Robust estimation in regression and classification methods for large dimensional data
64th ISI World Statistics Congress - Ottawa, Canada
Format: IPS Abstract
Keywords: machine learning, robust
Session: IPS 318 - On statistical learning through the lens of machine learning
Tuesday 18 July 10 a.m. - noon (Canada/Eastern)
In statistical data analysis and machine learning practice, Bregman divergence (BD) plays an important role in quantifying error measures for regression estimates, classification procedures and forecasting methods.

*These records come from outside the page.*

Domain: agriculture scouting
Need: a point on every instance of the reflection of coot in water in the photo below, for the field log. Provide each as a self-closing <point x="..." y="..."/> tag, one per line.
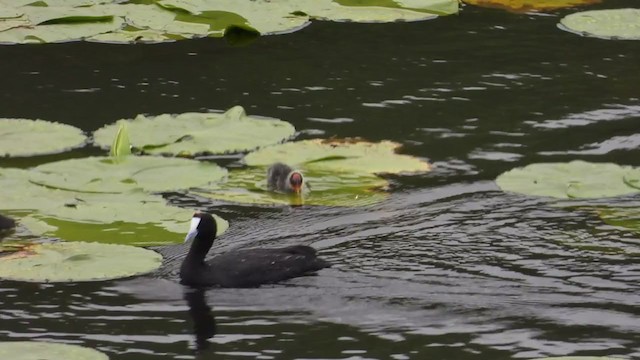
<point x="242" y="268"/>
<point x="204" y="324"/>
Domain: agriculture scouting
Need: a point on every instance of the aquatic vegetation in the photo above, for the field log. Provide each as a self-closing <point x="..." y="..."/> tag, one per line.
<point x="104" y="175"/>
<point x="575" y="179"/>
<point x="39" y="350"/>
<point x="136" y="21"/>
<point x="77" y="261"/>
<point x="24" y="137"/>
<point x="530" y="5"/>
<point x="189" y="134"/>
<point x="340" y="155"/>
<point x="615" y="24"/>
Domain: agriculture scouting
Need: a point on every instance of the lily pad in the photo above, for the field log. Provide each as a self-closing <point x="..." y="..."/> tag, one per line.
<point x="38" y="350"/>
<point x="102" y="174"/>
<point x="195" y="133"/>
<point x="345" y="156"/>
<point x="329" y="189"/>
<point x="576" y="179"/>
<point x="627" y="218"/>
<point x="619" y="24"/>
<point x="23" y="137"/>
<point x="140" y="220"/>
<point x="522" y="6"/>
<point x="580" y="358"/>
<point x="77" y="261"/>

The quadratic loss function and the negative quasi-likelihood are two examples of widely used error measures which along with many others belong to the family of BD, but are not resistant to either outlying observations or high leverage points, more often encountered in large- and high dimensional datasets. In this paper, we introduce a class of robust forms of BD, called “robust-BD”, and explore the suitability of “penalized robust-BD estimates” of parameters in sparse large-dimensional regression models, which allow the distribution of the response variable given the covariates to be incompletely specified. It is shown that the new estimate, combined with appropriate penalties, achieves the same oracle property of the ordinary non-robust penalized least-squares and penalized-likelihood estimates, but is less sensitive to data outliers, a very desirable property in many real-world applications. Extensive numerical results are presented to compare the performance of the new estimates with that of the classical ones. A real dataset is analyzed for illustration.